On January 24 I announced my candidacy in the Republican Primary for U.S. Senate against the incumbent Deb Fischer who is doing nothing to reduce our badly out-of-control national debt and, in fact, just voted to increase it by $1 trillion over the next decade.
It is the high cost of government healthcare spending for Medicare, Medicaid and the tax exemption for employer-provided care which is the main driver of federal debt.
But now look at a recent report from Bloomberg Markets on the outrageously high cost of employer-provided health insurance for American workers:
- The average worker paid $5,714 in 2017 out of a total cost of $18,764 for a family plan. Deductibles last year averaged $5,950 per individual and double that per family.
- In the past five years insurance premiums increased by 19% while worker pay increased by 12% and inflation increased by just 6%.
- A family of four paid $26,944 for healthcare expenses (including out-of-pocket) last year which was 44% of median household income of $59,039.
- Health insurance premiums are up 11% in 2018.
Conclusion. I have been predicting a fiscal crisis in the relatively near future over federal debt. But we actually have an immediate crisis on our hands over the horrendous cost of employer-provided healthcare.
OK, one more time. We will need three strategies: 1) Our nation will require a nationally sanctioned strategy to establish a locally driven process to assure that equitable available, enhanced Primary Healthcare is offered to each of its citizens through a collective thrust process involving each community’s local stakeholders, 2) Our nation will require a concurrent strategy that uses the collective thrust process established for Primary Healthcare to mobilize locally defined projects to improve the local deficits in Social Capital and Social Mobility, and 3) a counter-balance to the long enduring adverse effects of Parkinson’s Law will require a renewal of financial risk-sharing distribution between the Federal government, State government, Health Insurance Institutions, Hospitals, Complex Healthcare Providers, Basic Healthcare Providers, and each citizen based on their individual level of disposable annual income. It should be implemented during 2018.

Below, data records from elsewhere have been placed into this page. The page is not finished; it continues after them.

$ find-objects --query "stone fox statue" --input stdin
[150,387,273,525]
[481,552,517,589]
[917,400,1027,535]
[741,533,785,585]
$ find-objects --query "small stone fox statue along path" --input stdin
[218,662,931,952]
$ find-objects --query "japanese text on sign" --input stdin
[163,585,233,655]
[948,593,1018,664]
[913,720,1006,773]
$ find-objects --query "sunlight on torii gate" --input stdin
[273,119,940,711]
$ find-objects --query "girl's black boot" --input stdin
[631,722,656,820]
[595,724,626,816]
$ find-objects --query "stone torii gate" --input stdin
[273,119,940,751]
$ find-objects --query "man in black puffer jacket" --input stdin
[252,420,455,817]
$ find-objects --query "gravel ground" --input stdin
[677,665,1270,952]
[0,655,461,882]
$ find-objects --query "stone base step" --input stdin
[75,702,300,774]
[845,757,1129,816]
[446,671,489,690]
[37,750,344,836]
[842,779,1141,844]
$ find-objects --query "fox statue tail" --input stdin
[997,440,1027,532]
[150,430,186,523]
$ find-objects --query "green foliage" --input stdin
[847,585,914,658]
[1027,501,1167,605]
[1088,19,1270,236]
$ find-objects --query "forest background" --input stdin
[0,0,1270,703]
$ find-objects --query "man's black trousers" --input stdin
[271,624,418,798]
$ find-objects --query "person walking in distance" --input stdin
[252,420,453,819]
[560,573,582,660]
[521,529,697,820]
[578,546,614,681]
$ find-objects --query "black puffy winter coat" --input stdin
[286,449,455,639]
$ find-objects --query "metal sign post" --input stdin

See http://www.nationalhealthusa.net/home/rationale/
for a model to implement this strategy for a Federal expense of $1.00 per citizen per year beginning within 6 months of Congressional authorization. Remember, the ‘health spending’ EXCESS expense to the Federal government in 2016 was $400 Billion, representing 80% of the Federal Deficit that year. This will require the focus of another “Shoot the moon” commitment.
Thanks Jack for your level of personal commitment to reducing our nation’s spending habits.
Does the Affordable Care Act have a mechanism to implement the changes you are talking about? If so, that would be a convenient way to move ahead on this.
No, especially for any process to follow decentralized governance.